Closed em92 closed 6 years ago
It looks like the problem is in tr_backend.c RB_SetGL2D() ...
...
// set time for 2D shaders
backEnd.refdef.time = ri.Milliseconds();
backEnd.refdef.floatTime = backEnd.refdef.time * 0.001f;
The problem can happen for other reasons besides blurframes. It will be triggered by anything (hardware, high render fps, etc..) that will slow down video recording. One possible fix is to store a base time when video recording starts and then from CL_ScaledMilliseconds() return that plus a total of the fake video time offsets generated in CL_Frame().
CL_Frame plays scene using timescale, that has value com_timescale
divided by mme_blurFrames
(assuming mme_blurFrames > 0).
CL_ScaledMillisecords returns time with timescale with value com_timescale
. Without mme_blurFrames. This generates inconsistency of different timescales.

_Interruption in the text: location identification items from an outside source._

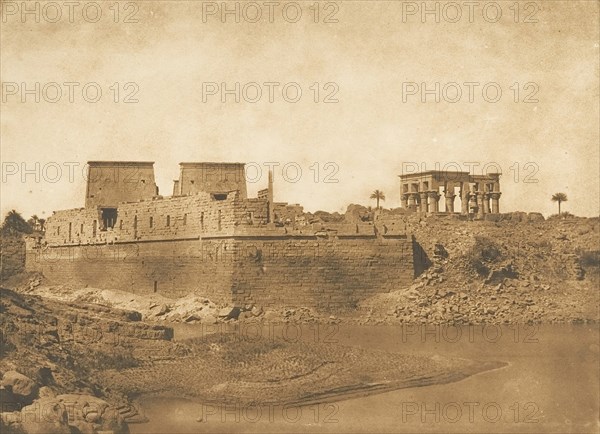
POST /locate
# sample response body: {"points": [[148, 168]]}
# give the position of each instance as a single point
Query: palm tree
{"points": [[378, 195], [559, 197]]}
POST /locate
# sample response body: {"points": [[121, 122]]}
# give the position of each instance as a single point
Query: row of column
{"points": [[472, 202]]}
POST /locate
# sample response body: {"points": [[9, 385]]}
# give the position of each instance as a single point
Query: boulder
{"points": [[229, 312]]}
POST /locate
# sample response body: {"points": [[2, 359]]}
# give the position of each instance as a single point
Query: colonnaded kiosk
{"points": [[421, 192]]}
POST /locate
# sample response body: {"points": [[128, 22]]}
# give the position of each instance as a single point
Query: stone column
{"points": [[434, 197], [449, 201], [404, 200], [480, 210], [496, 202], [412, 201], [423, 196]]}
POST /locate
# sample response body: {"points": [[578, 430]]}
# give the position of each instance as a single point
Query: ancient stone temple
{"points": [[209, 237], [477, 194]]}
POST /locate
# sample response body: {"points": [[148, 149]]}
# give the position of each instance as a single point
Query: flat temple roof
{"points": [[444, 172]]}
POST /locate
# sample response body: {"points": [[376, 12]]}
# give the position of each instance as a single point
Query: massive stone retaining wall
{"points": [[326, 273], [290, 270]]}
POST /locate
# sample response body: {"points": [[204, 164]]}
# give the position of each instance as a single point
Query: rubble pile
{"points": [[52, 354]]}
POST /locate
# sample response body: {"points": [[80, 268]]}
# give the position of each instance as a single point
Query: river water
{"points": [[550, 385]]}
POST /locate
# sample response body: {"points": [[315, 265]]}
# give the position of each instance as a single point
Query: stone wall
{"points": [[157, 219], [112, 182], [172, 268], [292, 270], [211, 178], [12, 256], [321, 272]]}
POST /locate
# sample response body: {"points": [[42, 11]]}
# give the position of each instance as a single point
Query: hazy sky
{"points": [[377, 55]]}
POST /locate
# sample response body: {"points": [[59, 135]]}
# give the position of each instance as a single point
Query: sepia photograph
{"points": [[308, 216]]}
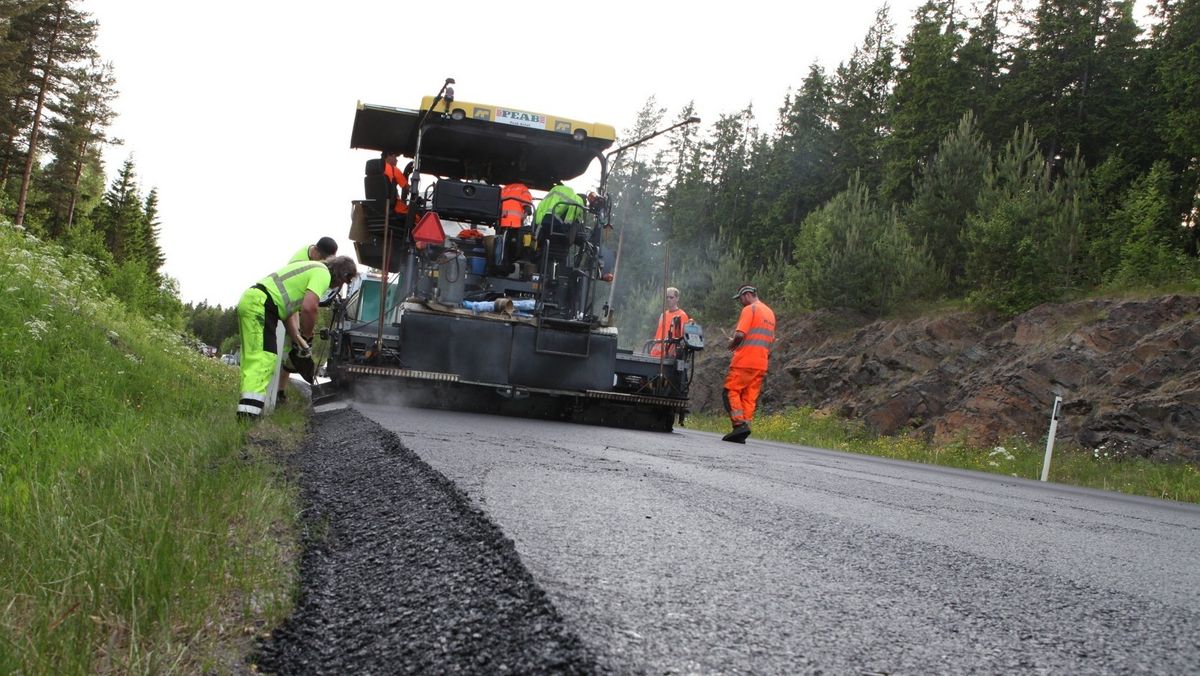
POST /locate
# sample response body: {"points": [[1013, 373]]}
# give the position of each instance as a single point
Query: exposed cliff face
{"points": [[1128, 372]]}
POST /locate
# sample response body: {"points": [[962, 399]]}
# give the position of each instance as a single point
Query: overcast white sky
{"points": [[240, 112]]}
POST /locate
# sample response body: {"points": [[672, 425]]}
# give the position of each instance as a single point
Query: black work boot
{"points": [[739, 434]]}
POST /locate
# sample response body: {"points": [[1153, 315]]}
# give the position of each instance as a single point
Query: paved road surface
{"points": [[679, 554]]}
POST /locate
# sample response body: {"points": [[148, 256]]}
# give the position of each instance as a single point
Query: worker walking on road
{"points": [[670, 325], [293, 289], [750, 345]]}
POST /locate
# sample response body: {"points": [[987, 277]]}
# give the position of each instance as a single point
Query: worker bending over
{"points": [[293, 289]]}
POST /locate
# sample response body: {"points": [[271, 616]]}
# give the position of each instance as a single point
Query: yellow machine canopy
{"points": [[487, 143]]}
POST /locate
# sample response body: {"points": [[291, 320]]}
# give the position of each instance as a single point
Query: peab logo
{"points": [[521, 118]]}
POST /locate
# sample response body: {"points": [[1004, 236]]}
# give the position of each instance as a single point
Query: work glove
{"points": [[301, 363]]}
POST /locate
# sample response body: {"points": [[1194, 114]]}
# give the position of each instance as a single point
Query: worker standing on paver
{"points": [[750, 345]]}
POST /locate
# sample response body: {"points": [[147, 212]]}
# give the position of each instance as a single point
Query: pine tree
{"points": [[1179, 79], [861, 90], [60, 37], [796, 172], [151, 229], [123, 217], [1153, 249], [634, 186], [946, 193], [76, 141], [1024, 243], [930, 95], [855, 253]]}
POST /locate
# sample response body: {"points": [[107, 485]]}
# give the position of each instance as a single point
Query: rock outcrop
{"points": [[1128, 372]]}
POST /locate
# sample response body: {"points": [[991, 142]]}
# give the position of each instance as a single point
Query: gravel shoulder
{"points": [[400, 573]]}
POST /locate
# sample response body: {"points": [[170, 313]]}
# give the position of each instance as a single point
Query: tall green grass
{"points": [[1017, 458], [138, 531]]}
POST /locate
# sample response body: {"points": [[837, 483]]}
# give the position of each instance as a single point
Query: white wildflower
{"points": [[1001, 452], [36, 327]]}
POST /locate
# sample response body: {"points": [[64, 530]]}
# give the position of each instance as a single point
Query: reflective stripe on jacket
{"points": [[289, 283], [562, 202], [757, 324]]}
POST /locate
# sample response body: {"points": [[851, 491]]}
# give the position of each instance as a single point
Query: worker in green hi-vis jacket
{"points": [[293, 289]]}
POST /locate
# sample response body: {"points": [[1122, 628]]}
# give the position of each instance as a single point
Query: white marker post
{"points": [[1054, 428]]}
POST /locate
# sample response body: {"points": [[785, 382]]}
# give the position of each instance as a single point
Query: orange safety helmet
{"points": [[515, 202]]}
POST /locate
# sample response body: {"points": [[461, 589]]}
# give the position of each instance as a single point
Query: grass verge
{"points": [[141, 525], [1017, 458]]}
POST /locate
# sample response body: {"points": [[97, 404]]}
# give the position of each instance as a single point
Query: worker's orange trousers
{"points": [[742, 388]]}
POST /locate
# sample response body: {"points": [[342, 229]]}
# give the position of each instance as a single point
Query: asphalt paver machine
{"points": [[462, 312]]}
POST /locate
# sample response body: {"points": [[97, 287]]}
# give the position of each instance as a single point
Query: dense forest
{"points": [[1000, 155], [55, 111]]}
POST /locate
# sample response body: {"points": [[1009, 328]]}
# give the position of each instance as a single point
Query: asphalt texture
{"points": [[401, 574], [679, 554]]}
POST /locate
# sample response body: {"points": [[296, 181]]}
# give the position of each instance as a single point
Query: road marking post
{"points": [[1054, 428]]}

"Fast blinking" is the problem that shaderTime uses backEnd.refdef.floatTime
, which is equal to ri.Milliseconds() * 0.001f
The problem can happen for other reasons besides blurframes. It will be triggered by anything (hardware, high render fps, etc..) that will slow down video recording.
Slow video recording is not an issue of this PR.
Btw, I call "fast blinking" that appearance from mentioned video. And this inconsistency generates fast blinking. Without using mme_blurFrames, there is no fast blinking.
Thanks. Going to change CL_ScaledMilliseconds() so it just returns cls.realtime which already factors everything in.